One of his female relatives made a noise in the back of her throat. “Oh, yes. Like a lamb to the sacrificial stone.”
“Quiet, you,” said Fremur’s aunt. “She will be well, Nephew. She will bring the family honor. Crane women are strong.”
“Strong,” said Kulva, and began to laugh quietly.
Fremur was taken aback. He had hoped in part that se
eing his sister dressed in the old manner, in the company of women who had themselves been readied for their own weddings, would make him feel steadier, might even puncture the grim mood that hovered over him like a thundercloud. Instead it had made things worse, or at least it had revealed to him things he had not wanted to know.

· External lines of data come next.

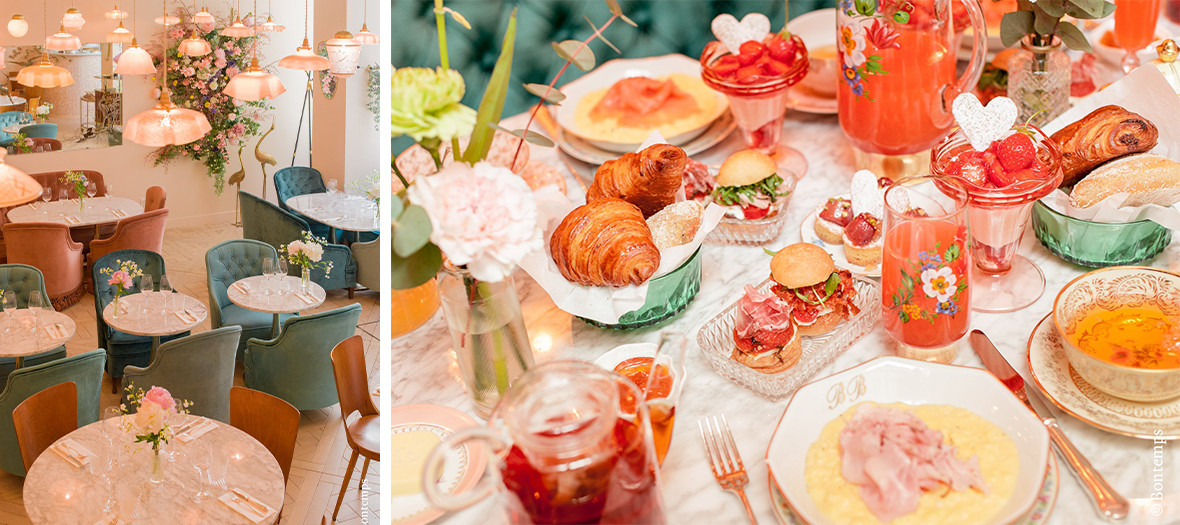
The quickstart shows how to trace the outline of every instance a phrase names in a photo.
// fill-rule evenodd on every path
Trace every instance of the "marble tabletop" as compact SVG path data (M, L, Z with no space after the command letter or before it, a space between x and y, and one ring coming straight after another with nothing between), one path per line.
M523 126L521 116L504 124L509 129ZM803 151L809 171L795 188L787 208L786 226L778 239L767 247L778 249L800 241L799 224L828 197L847 193L852 174L852 152L840 130L836 116L806 115L788 112L783 140ZM718 147L695 156L706 163L720 162L740 148L740 138L731 136ZM533 147L531 158L563 166L552 149ZM586 181L593 168L570 160ZM562 169L563 173L565 172ZM570 178L568 173L565 173ZM572 181L570 198L582 201L578 186ZM677 422L672 445L661 468L662 491L669 523L740 523L745 521L741 501L724 491L714 480L705 460L696 422L705 416L724 414L733 428L734 438L750 476L747 486L750 503L763 524L776 523L767 484L765 454L775 424L788 400L768 401L718 375L701 355L696 334L701 326L736 301L742 286L759 283L768 275L770 258L762 247L706 244L702 253L700 293L688 308L660 326L634 331L609 331L592 327L568 313L558 310L553 301L523 271L515 274L517 292L524 321L538 362L572 358L593 361L615 346L659 340L663 330L679 331L688 336L686 358L688 382L677 406ZM1052 309L1056 292L1086 268L1066 263L1043 248L1026 233L1020 253L1036 262L1045 273L1046 291L1032 306L1008 314L973 313L972 328L986 332L999 350L1029 377L1026 345L1034 326ZM1155 261L1156 266L1180 268L1180 243L1174 242ZM813 379L825 377L879 355L892 353L891 339L877 326L855 345L837 356ZM417 330L394 339L392 343L392 382L390 402L438 403L476 415L470 396L463 387L459 365L448 337L441 311ZM981 367L979 359L964 341L956 364ZM1115 435L1091 427L1058 410L1065 432L1106 479L1133 503L1127 523L1163 524L1180 522L1180 444L1165 444L1159 456L1168 473L1162 487L1153 487L1153 446L1151 441ZM477 418L478 419L478 418ZM1062 467L1068 472L1068 468ZM1159 493L1158 499L1152 499ZM1158 504L1158 507L1153 505ZM1158 512L1158 514L1156 514ZM1099 521L1088 496L1071 474L1061 475L1060 497L1047 523L1072 525ZM458 513L449 514L440 523L504 523L504 513L491 501L481 502Z
M364 232L381 229L377 204L343 192L308 193L287 199L287 206L336 229Z
M242 293L237 286L234 286L241 282L246 283L249 287L249 293ZM288 314L311 310L324 304L324 299L327 297L324 288L312 282L308 283L310 287L308 295L311 296L313 302L300 299L299 295L296 294L300 287L299 278L291 275L283 276L281 281L272 280L270 282L271 293L269 294L266 293L267 278L264 275L246 277L235 282L234 285L231 285L226 292L231 303L248 310L266 312L268 314ZM282 288L283 286L286 286L285 290Z
M143 213L143 205L124 197L87 197L81 209L77 199L33 201L8 210L9 222L59 222L71 228L114 224Z
M253 524L218 501L217 498L235 488L274 509L273 515L262 523L277 520L286 486L278 460L249 434L219 421L210 421L216 428L208 433L188 443L173 438L165 445L163 454L169 459L163 465L164 481L159 484L148 481L151 446L134 443L135 437L131 433L112 429L116 472L114 514L122 523ZM109 519L109 515L102 511L107 496L103 474L112 449L104 437L102 425L101 421L91 423L62 438L72 439L92 453L83 468L74 467L50 449L37 457L24 484L25 510L33 523L88 525L104 517ZM196 467L205 465L212 466L211 477L215 482L224 479L224 486L206 483L213 497L196 503L192 496L202 487Z
M120 332L160 337L192 330L208 317L209 309L196 298L179 292L169 295L166 310L160 292L124 295L119 299L119 308L123 310L119 316L114 316L115 302L111 301L102 309L102 319Z
M22 308L0 314L0 357L24 357L48 352L74 337L77 325L70 316L52 310Z

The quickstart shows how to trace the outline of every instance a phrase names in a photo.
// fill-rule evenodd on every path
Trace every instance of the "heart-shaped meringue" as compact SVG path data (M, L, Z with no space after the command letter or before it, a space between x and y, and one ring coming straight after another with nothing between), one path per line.
M992 141L1007 137L1019 113L1016 103L1008 97L993 98L984 107L972 93L960 93L955 97L951 112L976 151L986 150Z
M877 184L877 175L869 170L852 174L852 213L869 213L878 219L885 215L885 189Z
M717 15L712 27L713 36L721 41L725 49L736 55L742 44L751 40L761 42L770 34L770 19L761 13L750 13L738 22L733 15Z

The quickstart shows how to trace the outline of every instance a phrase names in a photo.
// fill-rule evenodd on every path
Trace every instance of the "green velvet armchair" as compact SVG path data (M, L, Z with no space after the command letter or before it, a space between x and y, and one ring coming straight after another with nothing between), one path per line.
M277 250L280 246L303 238L304 231L310 231L307 221L284 211L270 201L244 191L238 192L242 207L242 237L265 242ZM332 272L321 268L311 271L311 280L325 290L347 288L349 297L356 288L356 261L352 250L342 244L324 244L324 260L332 262ZM292 265L291 275L299 275L299 268Z
M352 243L356 259L356 283L373 291L381 289L381 238Z
M242 358L251 337L270 337L274 316L242 308L229 300L229 287L245 277L262 275L262 260L278 257L274 246L251 239L232 239L205 252L205 276L209 284L209 322L213 328L238 325L242 336L237 358ZM279 315L279 322L294 314Z
M106 359L106 352L99 348L51 363L22 367L8 376L4 390L0 391L0 468L17 476L25 475L12 411L37 392L73 381L78 386L78 426L98 421L99 389L102 388L102 369ZM330 368L328 373L331 373Z
M104 268L118 269L118 261L133 261L144 275L150 275L153 283L160 282L165 274L164 257L147 250L118 250L100 257L90 267L90 278L94 283L94 320L98 332L98 346L107 351L107 373L111 375L111 392L119 393L123 380L123 368L147 366L152 359L152 338L132 335L111 328L102 317L102 311L115 300L115 287L107 284L110 276L103 274ZM136 288L139 282L135 283ZM131 293L139 293L133 290ZM188 335L188 332L164 336L160 341L171 341Z
M41 270L27 264L0 264L0 290L16 293L18 308L28 307L31 291L40 290L42 297L49 297L49 293L45 291L45 278L41 275ZM62 345L48 352L25 357L24 365L39 365L65 356L66 347ZM0 381L8 377L13 370L16 370L16 358L0 357Z
M320 171L308 166L287 166L275 172L274 180L275 199L279 201L279 208L303 219L311 227L311 233L316 234L317 237L327 239L328 235L332 232L330 226L317 222L311 217L292 210L290 206L287 206L287 199L296 195L326 193L328 191L328 188L324 186L324 176L320 174Z
M242 327L224 326L163 343L147 368L128 366L128 385L144 390L168 389L172 397L193 402L190 414L229 424L229 389L234 386L234 359ZM127 402L126 393L123 402Z
M339 402L332 376L332 349L356 333L357 303L283 323L279 336L246 343L246 387L261 390L299 410Z

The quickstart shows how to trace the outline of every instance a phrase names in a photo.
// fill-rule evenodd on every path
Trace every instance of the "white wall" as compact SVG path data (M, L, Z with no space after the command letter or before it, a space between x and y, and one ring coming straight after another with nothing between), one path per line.
M323 4L329 4L333 9L339 10L339 4L337 2L331 0L321 1ZM351 0L352 3L355 3L357 13L356 27L352 27L351 23L348 27L352 31L357 31L360 28L359 17L361 16L360 8L363 6L362 1ZM378 15L375 14L377 12L377 0L369 0L369 2L369 29L379 31L375 27L379 26L380 22ZM65 9L72 5L78 8L86 18L86 25L77 32L82 41L105 42L106 33L113 29L117 23L107 20L102 14L111 9L114 3L114 0L49 0L49 18L55 21L52 23L50 31L53 32L57 28L58 24L56 20L59 20ZM155 17L160 16L161 4L159 2L144 0L140 0L136 4L139 12L134 13L133 18L138 23L137 36L141 37L142 45L145 43L144 41L152 40L161 29L161 26L152 21ZM169 2L170 10L173 8L173 4L174 2ZM277 0L273 4L273 18L275 22L287 26L287 29L281 33L271 33L271 42L266 46L259 47L259 62L263 67L273 65L283 56L293 53L295 48L303 41L303 2L297 2L296 0ZM311 0L311 4L310 13L313 20L308 22L308 30L310 31L309 37L314 47L317 41L331 38L332 34L339 28L329 27L328 24L324 24L325 27L317 29L314 20L314 0ZM242 0L241 2L242 10L245 12L250 12L252 5L252 1ZM131 2L124 0L119 2L119 6L122 9L130 10ZM228 15L230 6L231 3L229 2L209 2L210 11L218 16ZM321 6L321 9L324 7L326 6ZM352 7L352 5L350 4L349 7ZM263 14L262 20L265 20L267 0L259 0L258 8ZM29 33L20 39L13 38L3 29L3 24L6 24L12 14L17 12L23 14L29 22ZM350 15L348 18L350 22L352 18ZM0 46L36 45L40 43L44 38L41 29L42 19L40 3L0 0ZM128 29L135 31L135 28L132 27L132 19L125 20L124 25ZM372 47L374 46L369 46L369 48ZM366 60L368 62L376 62L376 50L366 49L365 52L371 54L372 58L363 58L362 63L367 63ZM299 122L300 105L303 102L304 87L306 85L306 76L303 72L277 67L272 68L272 71L282 79L287 92L271 101L271 105L275 109L269 112L262 122L263 131L265 131L270 126L270 120L275 120L275 130L266 138L262 149L278 159L279 164L277 167L268 167L268 174L273 174L277 168L291 165L292 149ZM358 146L360 149L355 154L348 155L348 157L357 157L358 160L355 162L358 164L358 167L352 169L344 165L325 165L324 161L318 158L316 159L315 167L323 171L325 175L329 173L348 173L349 178L354 176L363 177L368 173L369 169L379 165L376 154L378 133L373 129L371 117L368 116L368 112L364 108L363 73L344 81L343 84L347 89L347 95L344 99L344 102L347 104L347 114L337 122L333 122L332 120L334 119L329 118L320 119L320 121L315 122L317 128L316 137L318 138L328 133L345 134L350 139L356 137L357 139L355 141L350 140L349 143L357 142L360 144ZM140 111L149 110L154 106L155 100L151 97L154 87L153 80L147 76L130 77L123 82L124 120ZM340 97L341 93L338 92L337 98ZM315 103L322 101L323 98L316 95ZM360 140L362 137L372 141L373 146L365 149L363 145L364 141ZM263 190L262 174L259 163L254 159L254 146L256 142L257 137L248 138L246 140L246 148L242 152L247 172L246 180L242 183L242 189L260 195ZM168 190L168 208L171 210L169 217L170 226L201 224L211 221L229 222L233 220L236 200L233 186L227 186L225 192L218 196L214 194L212 179L207 175L203 163L188 160L185 157L166 167L155 168L148 158L152 151L154 151L153 148L125 141L124 145L111 148L14 155L9 158L9 163L29 173L64 169L97 170L102 172L104 178L114 185L114 193L116 195L125 197L138 198L144 194L149 186L163 186ZM302 142L294 159L296 165L307 165L306 152L307 123L305 120ZM236 158L237 145L230 148L229 155L231 159L227 162L227 175L237 171L239 167ZM359 164L362 163L359 160L360 157L366 155L371 157L371 159L365 160L364 163L371 163L372 168L359 167ZM267 186L267 198L273 201L274 186L269 180L267 181Z

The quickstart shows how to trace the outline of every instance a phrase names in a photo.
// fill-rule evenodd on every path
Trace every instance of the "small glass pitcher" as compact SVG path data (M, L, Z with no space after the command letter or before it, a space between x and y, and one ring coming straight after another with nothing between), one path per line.
M664 523L642 398L633 382L590 363L543 363L513 385L487 427L456 432L434 449L423 469L426 498L454 511L498 492L511 523ZM474 440L497 459L472 490L443 494L431 473Z

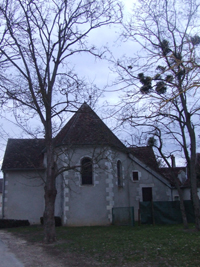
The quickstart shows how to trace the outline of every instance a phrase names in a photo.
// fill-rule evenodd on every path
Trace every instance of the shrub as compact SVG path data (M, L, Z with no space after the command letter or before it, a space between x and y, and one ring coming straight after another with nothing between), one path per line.
M0 229L29 226L29 225L30 223L28 220L0 219Z

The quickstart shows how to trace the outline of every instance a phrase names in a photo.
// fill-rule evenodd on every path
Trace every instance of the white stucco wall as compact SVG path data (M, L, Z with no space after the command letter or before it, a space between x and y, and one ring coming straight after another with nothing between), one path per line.
M69 226L106 225L111 223L110 206L112 177L106 165L105 150L101 148L77 149L70 157L70 166L80 166L81 159L93 160L93 184L82 185L80 167L63 173L63 222ZM69 158L66 157L66 165Z
M68 151L69 153L69 151ZM101 154L102 153L102 154ZM69 153L70 154L70 153ZM106 225L112 222L113 207L134 207L138 220L142 188L152 187L154 201L172 200L171 189L152 173L127 157L126 153L108 148L77 149L70 157L70 165L80 165L83 157L93 158L93 185L81 185L80 169L63 174L63 222L66 225ZM98 158L98 162L95 159ZM117 161L122 163L123 186L118 186ZM64 160L63 160L64 162ZM67 165L67 164L66 164ZM140 179L132 180L132 171L139 172ZM62 199L62 197L60 198Z
M122 186L118 186L117 177L117 161L120 160L122 164ZM115 151L112 159L113 168L113 192L114 192L114 208L130 207L130 190L129 190L129 160L126 153Z
M141 162L140 162L141 163ZM133 181L132 171L139 172L139 180ZM135 220L138 220L139 202L143 201L142 188L152 188L153 201L171 201L171 188L166 185L166 181L156 172L148 171L145 165L129 161L129 196L130 206L134 207Z
M43 173L10 171L5 175L4 219L40 223L44 211Z

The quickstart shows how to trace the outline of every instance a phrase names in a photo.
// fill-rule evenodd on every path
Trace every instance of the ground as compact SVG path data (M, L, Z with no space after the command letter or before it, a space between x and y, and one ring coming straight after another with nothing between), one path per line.
M182 225L58 227L51 245L43 243L43 234L41 226L0 229L8 252L24 267L200 266L194 224L187 231Z
M66 252L62 257L52 250L51 245L35 245L1 230L0 239L8 246L9 250L24 264L25 267L91 267L103 266L93 259Z
M0 239L15 254L15 256L24 264L25 267L107 267L104 263L99 263L88 255L80 255L78 253L65 252L60 253L53 249L52 245L34 244L28 242L16 235L7 232L6 230L0 231ZM151 267L152 265L138 264L125 264L120 267ZM118 267L115 265L115 267Z

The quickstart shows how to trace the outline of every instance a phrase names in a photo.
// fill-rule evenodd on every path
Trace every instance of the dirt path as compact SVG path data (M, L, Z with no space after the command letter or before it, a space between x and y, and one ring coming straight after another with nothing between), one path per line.
M52 245L35 245L0 230L0 239L21 260L25 267L92 267L104 266L88 257L66 252L59 253Z
M8 247L10 252L24 264L24 267L113 267L106 263L97 262L94 258L88 255L72 253L69 251L61 252L54 245L45 245L43 243L33 244L21 237L0 230L0 239ZM105 255L106 257L106 255ZM1 266L1 261L0 261ZM147 262L118 263L115 267L157 267Z

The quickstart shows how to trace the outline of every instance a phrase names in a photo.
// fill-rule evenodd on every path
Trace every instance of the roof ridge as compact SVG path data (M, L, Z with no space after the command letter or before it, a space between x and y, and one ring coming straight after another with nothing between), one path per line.
M80 117L80 110L83 109L83 106L84 106L84 105L86 106L87 103L84 102L84 103L79 107L79 109L76 110L76 111L74 112L74 115L69 119L69 121L68 121L68 122L65 124L65 126L60 130L60 132L56 135L56 137L61 133L62 130L64 130L64 128L65 128L66 126L68 126L68 125L70 124L71 121L72 121L72 125L69 127L69 129L66 130L65 136L70 132L70 130L72 130L73 125L76 123L76 121L77 121L78 118ZM87 105L87 106L88 106L88 105ZM55 137L55 139L56 139L56 137ZM62 141L64 141L64 140L65 140L65 138L63 138Z
M93 112L93 114L95 114L98 117L98 115L94 112L94 110L92 110L92 108L86 102L84 102L80 106L80 108L75 112L75 114L73 115L73 117L75 117L75 118L74 118L74 121L73 121L71 127L69 128L69 130L71 130L72 126L77 122L77 120L79 119L81 113L89 113L89 112L83 112L83 111L81 111L81 110L83 110L84 107L89 108L90 109L90 112Z
M111 145L121 149L126 148L85 102L61 129L55 139L57 145L69 143L71 145Z
M83 104L81 105L81 107L83 106ZM65 124L65 126L71 121L71 120L73 120L72 121L72 125L71 125L71 127L69 127L69 129L67 129L67 131L66 131L66 134L65 134L65 136L70 132L70 130L72 130L72 127L73 127L73 125L76 123L76 121L78 120L78 118L80 117L80 109L81 109L81 107L74 113L74 115L71 117L71 119ZM76 115L76 117L75 117L75 115ZM64 127L65 127L64 126ZM64 127L63 127L63 129L64 129ZM62 131L62 130L61 130ZM63 141L65 140L65 138L63 138Z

“Are you unhappy, sister? But what you do is blessed. The Sky Piercer wants you to be fruitful. The Sky Piercer wants you to enlarge the clan. Are these such terrible things for a woman to do?”
“Oh, no,” she said. “Does not every woman wish to be married? Does not every woman want a husband, who can tell her what to do after she leaves her father’s house?”
“Girl, you walk on treacherous ground,” one of the women said.
“Leave us now, Fremur.” His aunt’s face seemed to show both amusement and concern. For a moment, and it was only a moment, Fremur had a vision of a world he had never quite imagined before, the world of women when no men were present. It felt as though a familiar path had suddenly turned to slip-sand beneath his feet.
He again asked for the Blessing of the Crane, although his sister was still laughing quietly to herself, and he felt sure she did not hear him. Then he went out into the strong, bold light of the sun again. No clouds hung in the sky, but he could still feel his own cloud hovering close.
• • •
Standing at the paddock’s gate, which was festooned in ribbons and draped with a fine carpet, the three callers lifted horns to their lips and blew—three short bursts then three long. They repeated the call, which hung over the paddock like something tangible, as if the hot air was too thick to allow the sounds to disperse entirely. Drojan and Odrig, who had gone out of the gate only moments before, now returned, Fremur’s brother dressed in the full finery of a thane, with a fur cape over his shoulders and the ancient signet of the Crane Clan hanging on a thong around his neck. Drojan, his mustaches extravagantly oiled, was wearing a bridegroom’s decorated shirt and a wide sash around his waist that were already rumpled and stained.